The findings, presented Thursday at the American Society of Clinical Oncology annual meeting, in Chicago, confirm previous research and now give physicians a clearer roadmap for treatment, the study authors said.
About 15 percent of colon cancer tumors are known as deficient DNA mismatch repair (dMMR) tumors, because they have lost the ability to repair DNA damage. This particular type of tumor seems to be less aggressive than other forms of colon cancer, the researchers said.
A study published by the same group of researchers in 2003 in the New England Journal of Medicine also found that this subset of patients did not benefit from standard chemotherapy for colon cancer. Because the finding was so novel, the results needed confirmation before they could be incorporated into clinical practice. This new study offers that confirmation, the researchers said.
"We're talking about patients with early stage colon cancer.

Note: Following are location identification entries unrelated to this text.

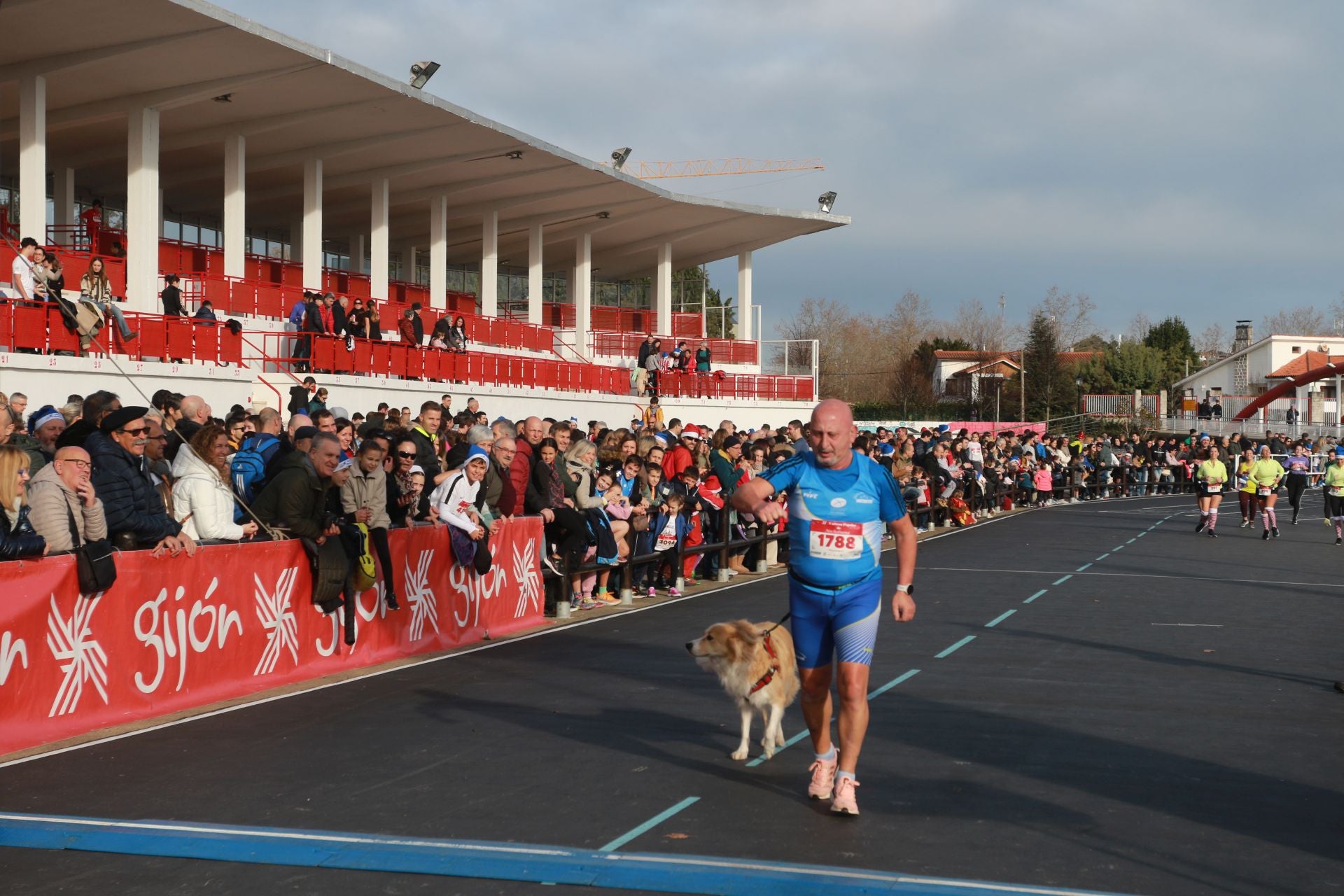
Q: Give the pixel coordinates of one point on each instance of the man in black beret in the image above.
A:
(134, 512)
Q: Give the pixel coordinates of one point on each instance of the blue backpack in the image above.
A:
(248, 469)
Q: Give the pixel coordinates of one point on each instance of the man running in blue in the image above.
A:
(839, 503)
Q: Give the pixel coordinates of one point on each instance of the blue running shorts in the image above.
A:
(835, 622)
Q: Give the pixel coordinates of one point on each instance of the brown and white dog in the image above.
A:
(757, 669)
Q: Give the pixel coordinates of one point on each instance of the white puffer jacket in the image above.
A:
(201, 493)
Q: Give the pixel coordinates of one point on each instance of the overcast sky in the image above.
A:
(1164, 158)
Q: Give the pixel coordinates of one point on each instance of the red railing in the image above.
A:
(624, 320)
(722, 351)
(258, 298)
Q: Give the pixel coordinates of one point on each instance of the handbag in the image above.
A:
(94, 561)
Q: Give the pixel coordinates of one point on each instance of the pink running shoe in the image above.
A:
(844, 804)
(823, 778)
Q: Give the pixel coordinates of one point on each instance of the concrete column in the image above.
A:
(235, 206)
(581, 290)
(746, 317)
(378, 248)
(314, 223)
(438, 253)
(358, 253)
(489, 264)
(534, 274)
(64, 198)
(296, 238)
(663, 290)
(33, 158)
(143, 220)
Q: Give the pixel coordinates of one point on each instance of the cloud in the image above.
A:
(1138, 149)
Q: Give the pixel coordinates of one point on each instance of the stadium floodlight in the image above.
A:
(422, 71)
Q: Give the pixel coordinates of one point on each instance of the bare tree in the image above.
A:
(1069, 315)
(1296, 321)
(977, 327)
(1212, 342)
(1139, 327)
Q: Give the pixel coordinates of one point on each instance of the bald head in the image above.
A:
(194, 409)
(832, 433)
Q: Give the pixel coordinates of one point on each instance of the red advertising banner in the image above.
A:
(176, 633)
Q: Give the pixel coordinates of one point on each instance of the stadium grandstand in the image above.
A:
(182, 140)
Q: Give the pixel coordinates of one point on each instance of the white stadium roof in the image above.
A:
(293, 101)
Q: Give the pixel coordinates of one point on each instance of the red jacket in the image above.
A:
(675, 461)
(519, 473)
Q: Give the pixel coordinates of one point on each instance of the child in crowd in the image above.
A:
(664, 538)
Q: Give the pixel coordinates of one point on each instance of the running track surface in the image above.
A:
(1104, 701)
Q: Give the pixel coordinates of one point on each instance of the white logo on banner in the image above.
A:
(155, 629)
(476, 589)
(279, 620)
(421, 596)
(8, 653)
(528, 578)
(69, 640)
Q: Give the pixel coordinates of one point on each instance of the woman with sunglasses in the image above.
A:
(18, 538)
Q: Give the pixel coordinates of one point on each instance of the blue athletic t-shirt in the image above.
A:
(836, 516)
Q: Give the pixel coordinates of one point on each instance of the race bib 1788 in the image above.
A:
(835, 540)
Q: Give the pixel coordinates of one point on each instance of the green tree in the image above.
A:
(1050, 390)
(1172, 336)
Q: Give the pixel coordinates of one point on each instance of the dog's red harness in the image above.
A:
(774, 664)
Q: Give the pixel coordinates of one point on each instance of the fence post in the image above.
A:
(723, 540)
(562, 602)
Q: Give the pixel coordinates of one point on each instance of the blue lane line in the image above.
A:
(891, 684)
(956, 647)
(480, 860)
(650, 825)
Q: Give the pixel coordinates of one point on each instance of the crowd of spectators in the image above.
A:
(622, 507)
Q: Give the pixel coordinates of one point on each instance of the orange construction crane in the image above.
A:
(714, 167)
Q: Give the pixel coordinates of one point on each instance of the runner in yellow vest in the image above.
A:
(1335, 493)
(1211, 477)
(1265, 476)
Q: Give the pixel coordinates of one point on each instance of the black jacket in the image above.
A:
(296, 498)
(131, 503)
(19, 540)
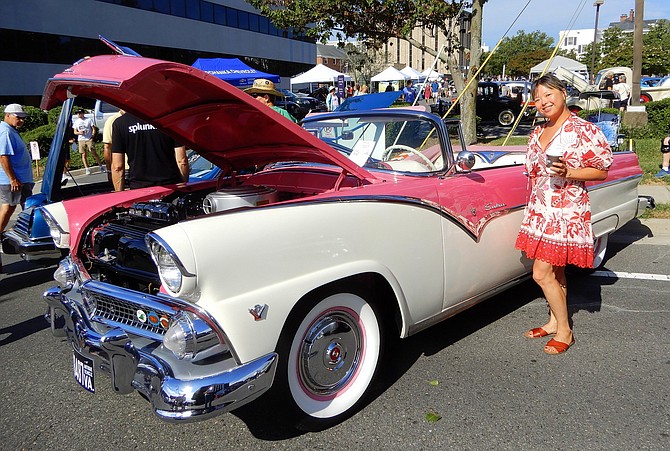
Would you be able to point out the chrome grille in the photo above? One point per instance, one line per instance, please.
(22, 225)
(101, 306)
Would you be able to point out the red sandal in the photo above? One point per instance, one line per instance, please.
(537, 332)
(558, 346)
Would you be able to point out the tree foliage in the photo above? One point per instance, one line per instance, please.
(372, 21)
(616, 49)
(519, 53)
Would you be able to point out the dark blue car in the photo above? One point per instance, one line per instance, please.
(30, 236)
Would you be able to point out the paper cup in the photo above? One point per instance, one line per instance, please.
(552, 157)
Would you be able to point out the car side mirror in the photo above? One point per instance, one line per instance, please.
(465, 161)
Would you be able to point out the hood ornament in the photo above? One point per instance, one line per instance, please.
(257, 311)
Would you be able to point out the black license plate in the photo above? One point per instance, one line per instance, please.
(83, 371)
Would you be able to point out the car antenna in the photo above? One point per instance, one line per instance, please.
(121, 50)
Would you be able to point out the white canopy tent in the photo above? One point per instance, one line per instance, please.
(431, 74)
(390, 74)
(318, 74)
(413, 73)
(570, 64)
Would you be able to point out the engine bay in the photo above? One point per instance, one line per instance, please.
(114, 249)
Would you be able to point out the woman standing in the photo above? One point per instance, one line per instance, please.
(556, 229)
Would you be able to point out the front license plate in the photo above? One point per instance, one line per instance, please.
(83, 371)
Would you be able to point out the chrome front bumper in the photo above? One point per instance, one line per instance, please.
(136, 366)
(29, 249)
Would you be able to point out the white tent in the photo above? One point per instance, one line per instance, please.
(318, 74)
(390, 74)
(431, 74)
(561, 61)
(413, 73)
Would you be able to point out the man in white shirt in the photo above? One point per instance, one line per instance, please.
(83, 129)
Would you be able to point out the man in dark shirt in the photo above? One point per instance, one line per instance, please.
(153, 157)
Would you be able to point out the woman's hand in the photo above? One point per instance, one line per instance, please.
(581, 174)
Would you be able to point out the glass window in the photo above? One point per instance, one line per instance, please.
(145, 4)
(243, 20)
(161, 6)
(220, 15)
(206, 12)
(264, 24)
(178, 8)
(254, 22)
(231, 18)
(193, 9)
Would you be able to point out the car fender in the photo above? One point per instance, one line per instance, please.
(276, 255)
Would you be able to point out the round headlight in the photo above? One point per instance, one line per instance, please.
(180, 336)
(168, 270)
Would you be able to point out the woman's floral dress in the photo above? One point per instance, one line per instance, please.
(556, 227)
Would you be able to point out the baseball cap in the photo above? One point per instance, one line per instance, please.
(15, 108)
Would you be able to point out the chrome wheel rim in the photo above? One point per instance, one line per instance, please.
(330, 353)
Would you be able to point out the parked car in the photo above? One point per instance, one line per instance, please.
(293, 270)
(305, 103)
(29, 237)
(493, 105)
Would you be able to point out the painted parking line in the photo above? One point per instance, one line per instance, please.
(631, 275)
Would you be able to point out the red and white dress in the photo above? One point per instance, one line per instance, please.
(556, 227)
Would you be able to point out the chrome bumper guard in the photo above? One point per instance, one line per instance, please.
(29, 250)
(131, 368)
(644, 203)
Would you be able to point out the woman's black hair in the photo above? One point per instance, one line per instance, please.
(549, 81)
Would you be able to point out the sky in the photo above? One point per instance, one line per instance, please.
(552, 16)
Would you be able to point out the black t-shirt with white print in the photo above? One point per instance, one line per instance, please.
(151, 155)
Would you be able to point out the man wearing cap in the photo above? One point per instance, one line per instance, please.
(332, 100)
(83, 128)
(16, 172)
(264, 91)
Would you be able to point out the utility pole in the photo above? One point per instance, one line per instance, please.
(636, 114)
(597, 4)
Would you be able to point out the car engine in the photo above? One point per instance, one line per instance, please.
(114, 250)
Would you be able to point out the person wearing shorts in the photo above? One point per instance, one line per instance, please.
(83, 128)
(16, 172)
(665, 154)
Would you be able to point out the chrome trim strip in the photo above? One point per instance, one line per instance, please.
(613, 182)
(161, 242)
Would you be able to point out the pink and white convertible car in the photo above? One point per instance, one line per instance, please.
(290, 273)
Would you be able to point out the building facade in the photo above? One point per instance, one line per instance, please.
(42, 37)
(577, 40)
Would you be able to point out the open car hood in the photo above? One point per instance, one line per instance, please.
(223, 124)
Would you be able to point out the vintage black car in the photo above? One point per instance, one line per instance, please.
(492, 105)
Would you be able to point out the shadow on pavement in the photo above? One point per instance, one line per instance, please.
(23, 329)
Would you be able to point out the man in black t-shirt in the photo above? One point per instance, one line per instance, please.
(153, 157)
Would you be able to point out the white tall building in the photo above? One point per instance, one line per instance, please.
(43, 37)
(577, 40)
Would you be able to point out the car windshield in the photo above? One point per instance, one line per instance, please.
(383, 142)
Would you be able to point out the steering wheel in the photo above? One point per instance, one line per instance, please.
(389, 151)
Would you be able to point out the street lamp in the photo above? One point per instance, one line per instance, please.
(597, 4)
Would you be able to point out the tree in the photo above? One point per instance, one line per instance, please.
(526, 48)
(374, 22)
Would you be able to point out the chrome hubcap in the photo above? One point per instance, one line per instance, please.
(330, 353)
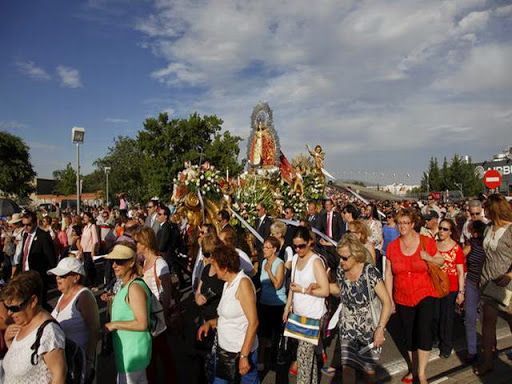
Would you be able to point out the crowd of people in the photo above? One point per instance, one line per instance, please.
(349, 265)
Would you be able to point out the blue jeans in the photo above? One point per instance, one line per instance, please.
(471, 306)
(251, 377)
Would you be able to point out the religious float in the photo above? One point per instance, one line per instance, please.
(201, 191)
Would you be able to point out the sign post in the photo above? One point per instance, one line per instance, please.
(492, 179)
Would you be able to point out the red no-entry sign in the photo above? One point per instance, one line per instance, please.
(492, 179)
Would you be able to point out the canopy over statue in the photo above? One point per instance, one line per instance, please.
(263, 149)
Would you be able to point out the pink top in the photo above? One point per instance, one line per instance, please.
(89, 238)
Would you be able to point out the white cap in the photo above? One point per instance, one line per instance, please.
(66, 265)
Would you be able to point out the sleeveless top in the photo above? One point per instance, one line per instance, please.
(72, 322)
(304, 304)
(269, 295)
(132, 349)
(232, 324)
(17, 366)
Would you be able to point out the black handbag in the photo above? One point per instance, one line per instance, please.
(227, 365)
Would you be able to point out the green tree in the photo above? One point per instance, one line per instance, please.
(125, 161)
(16, 171)
(66, 180)
(166, 144)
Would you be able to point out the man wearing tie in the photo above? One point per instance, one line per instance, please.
(313, 216)
(332, 226)
(38, 253)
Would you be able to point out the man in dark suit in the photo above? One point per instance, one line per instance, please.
(289, 212)
(38, 252)
(332, 225)
(313, 217)
(168, 238)
(262, 225)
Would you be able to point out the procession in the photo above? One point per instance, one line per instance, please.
(219, 191)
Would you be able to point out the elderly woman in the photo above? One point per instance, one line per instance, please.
(496, 272)
(308, 289)
(237, 322)
(158, 278)
(360, 229)
(130, 317)
(76, 310)
(359, 283)
(273, 296)
(454, 268)
(22, 299)
(408, 283)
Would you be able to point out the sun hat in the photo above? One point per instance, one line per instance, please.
(67, 265)
(121, 252)
(15, 218)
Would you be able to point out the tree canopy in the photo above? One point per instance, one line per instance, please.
(457, 174)
(144, 166)
(16, 170)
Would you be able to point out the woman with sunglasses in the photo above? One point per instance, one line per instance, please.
(130, 317)
(359, 228)
(497, 269)
(22, 299)
(358, 282)
(454, 267)
(77, 310)
(158, 279)
(308, 289)
(410, 287)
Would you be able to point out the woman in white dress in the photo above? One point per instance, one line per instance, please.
(22, 299)
(77, 310)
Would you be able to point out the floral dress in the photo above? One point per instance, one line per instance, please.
(356, 326)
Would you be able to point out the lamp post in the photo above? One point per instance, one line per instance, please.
(107, 170)
(77, 136)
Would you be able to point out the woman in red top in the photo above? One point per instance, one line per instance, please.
(409, 284)
(454, 268)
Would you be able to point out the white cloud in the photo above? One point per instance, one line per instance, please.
(69, 77)
(486, 68)
(115, 120)
(12, 125)
(381, 82)
(30, 69)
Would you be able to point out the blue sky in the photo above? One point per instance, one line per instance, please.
(381, 85)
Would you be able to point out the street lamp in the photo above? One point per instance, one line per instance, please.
(77, 136)
(107, 170)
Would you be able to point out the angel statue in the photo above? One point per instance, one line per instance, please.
(317, 155)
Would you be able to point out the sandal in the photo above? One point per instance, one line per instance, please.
(328, 371)
(482, 370)
(407, 380)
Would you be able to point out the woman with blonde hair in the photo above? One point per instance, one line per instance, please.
(130, 317)
(360, 229)
(408, 283)
(496, 275)
(158, 279)
(358, 283)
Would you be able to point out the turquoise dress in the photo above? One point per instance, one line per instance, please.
(132, 349)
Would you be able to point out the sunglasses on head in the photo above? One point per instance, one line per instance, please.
(16, 308)
(120, 261)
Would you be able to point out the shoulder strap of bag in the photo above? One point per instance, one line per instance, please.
(157, 279)
(34, 359)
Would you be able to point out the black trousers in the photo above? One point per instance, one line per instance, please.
(443, 322)
(417, 324)
(90, 269)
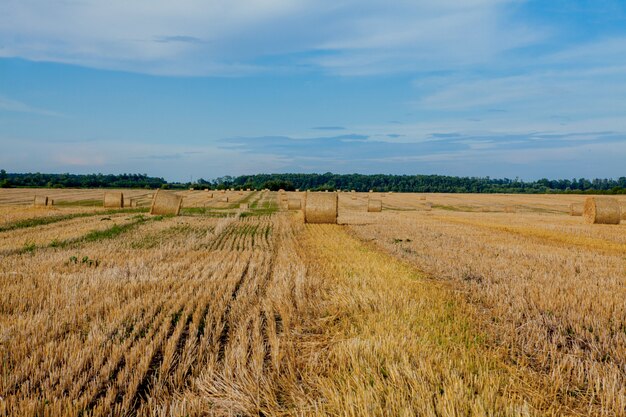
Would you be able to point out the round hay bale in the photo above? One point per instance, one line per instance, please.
(40, 201)
(166, 202)
(294, 204)
(320, 208)
(601, 210)
(113, 199)
(374, 206)
(576, 209)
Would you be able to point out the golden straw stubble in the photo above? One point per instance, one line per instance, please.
(294, 204)
(602, 210)
(576, 209)
(166, 202)
(40, 201)
(374, 206)
(320, 207)
(113, 199)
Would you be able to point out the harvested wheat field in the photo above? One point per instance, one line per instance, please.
(438, 305)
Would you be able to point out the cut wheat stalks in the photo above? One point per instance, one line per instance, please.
(113, 199)
(320, 208)
(374, 206)
(576, 209)
(294, 204)
(40, 201)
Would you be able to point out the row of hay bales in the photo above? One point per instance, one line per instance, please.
(599, 210)
(323, 207)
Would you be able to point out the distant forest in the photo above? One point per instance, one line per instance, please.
(328, 181)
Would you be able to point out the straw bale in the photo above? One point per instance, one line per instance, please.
(320, 208)
(576, 209)
(294, 204)
(602, 210)
(166, 202)
(113, 199)
(374, 206)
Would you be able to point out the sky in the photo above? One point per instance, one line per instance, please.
(192, 89)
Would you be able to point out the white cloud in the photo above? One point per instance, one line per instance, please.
(194, 37)
(10, 105)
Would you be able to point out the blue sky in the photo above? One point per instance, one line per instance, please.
(194, 88)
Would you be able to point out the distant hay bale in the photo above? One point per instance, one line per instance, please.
(113, 199)
(374, 206)
(320, 208)
(294, 204)
(166, 202)
(602, 210)
(576, 209)
(40, 201)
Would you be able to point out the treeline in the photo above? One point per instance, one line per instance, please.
(328, 181)
(422, 183)
(79, 181)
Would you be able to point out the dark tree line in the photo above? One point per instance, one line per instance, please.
(79, 181)
(327, 181)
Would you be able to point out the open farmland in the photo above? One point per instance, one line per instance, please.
(445, 304)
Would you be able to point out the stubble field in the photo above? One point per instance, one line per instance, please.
(445, 304)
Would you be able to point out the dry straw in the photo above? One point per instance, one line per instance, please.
(165, 202)
(576, 209)
(374, 206)
(40, 201)
(294, 204)
(320, 208)
(113, 199)
(602, 210)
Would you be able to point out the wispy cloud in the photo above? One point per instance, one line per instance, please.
(9, 105)
(193, 37)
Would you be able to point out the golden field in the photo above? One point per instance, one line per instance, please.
(440, 305)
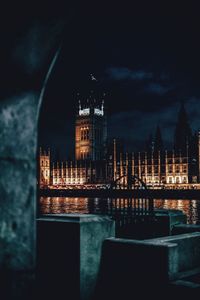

These are patients who sometimes get chemo and sometimes do not," Sargent said. "We have sought for a long time to try to determine if there was a way to predict which patients might benefit from chemo and which might not."
But, Sargent added, "we felt that in order to really recommend this in clinical practice, we needed to validate it."
The new study analyzed data from 1,027 patients in the United States as well as Canada, France and Italy who had participated in previous trials. Sixteen percent had dMMR.
"The goal was to validate that the 15 percent of patients who have defective mismatch repair did not receive any benefit from 5-FU therapy, and that is indeed exactly what we found," Sargent said.
"We now feel this is appropriately validated for clinical use," he added.
In fact, there is already a simple test for this type of cancer.
"The test is available and, in a patient with stage 2 disease being considered for treatment with chemotherapy, we think that this test would be useful," Sargent said.